Dicho esto, le dio la espalda y volvió tranquilamente a su asiento, acomodándose como si nada hubiera pasado.

Como si fuera una señal, las puertas dobles se abrieron de golpe.

Los Licanos entraron primero, seguidos por su manada.

Su padre iba al frente, lanzándole una mirada que podría haber congelado el río por completo.

Kira tragó saliva.

Al mirar a su padre y luego al Rey, se dio cuenta con pavor de que no había escapatoria.

El Rey Derek Wolfe extendió los términos del contrato hacia su Beta, Declan, quien se lo pasó al Alfa Rolf con una mirada de acero silencioso.

Los ojos de Rolf recorrieron los documentos con una velocidad descuidada que hizo que Derek enarcara una ceja.

Era inquietante; solo unas horas antes, este hombre había estado suplicando, rogando por cualquier otra solución que no fuera el matrimonio.

Ahora parecía desesperado por lavarse las manos de todo el asunto, apenas echando un vistazo a la letra pequeña que sellaría el destino de su hija.

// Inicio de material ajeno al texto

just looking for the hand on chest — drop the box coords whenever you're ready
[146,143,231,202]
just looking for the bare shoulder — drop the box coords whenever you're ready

—Dáselo a la chica para que lo lea —dijo Derek después de que Rolf hubiera garabateado su firma.

Chica.

La palabra se sintió como una bofetada.

Esa era la única forma en que su padre se había dirigido a ella.

Nunca usaba su nombre.

Kira sintió una oleada de ira volcánica subir por su pecho, un repentino y salvaje deseo de quemar toda la habitación.

En lugar de eso, apretó la mandíbula, clavándose las uñas en las palmas de las manos mientras respiraba hondo.

Uno.

Dos.

Tres…

Contó hasta diez, obligando a la «gata salvaje» a volver a su jaula.

—Mi nombre es Ki…

Chloe —corrigió, rectificando justo a tiempo.

Los ojos de Derek permanecieron fríos e inexpresivos.

—No me importa cómo se llame —respondió—.

Solo me importa que entienda en qué se está metiendo.

Lea.

Kira le arrebató el contrato a su padre, ignorando su mirada de advertencia.

Escudriñó las líneas con atención.

El matrimonio duraría un año.

Se sintió un poco aliviada por eso.

Un año.

Solo doce meses.

Eso sonaba…

factible.

Llamarlo «un año» lo hacía sonar demasiado lejano.

«Doce meses» sonaba mejor.

Pero a medida que seguía leyendo, la sangre empezó a hervirle.

El contrato estipulaba que era un matrimonio abierto, solo sobre el papel.

Vivirían vidas separadas, pero ella tenía prohibido quedarse embarazada de cualquier otra persona.

Y luego, el golpe final.

Se le exigía que diera a luz a un heredero varón en el plazo de esos doce meses.

Tras el nacimiento de un hijo, el contrato se disolvería y se separarían como extraños.

—¡¿Un hijo?!

—chilló Kira, fulminando con la mirada al Rey Licano.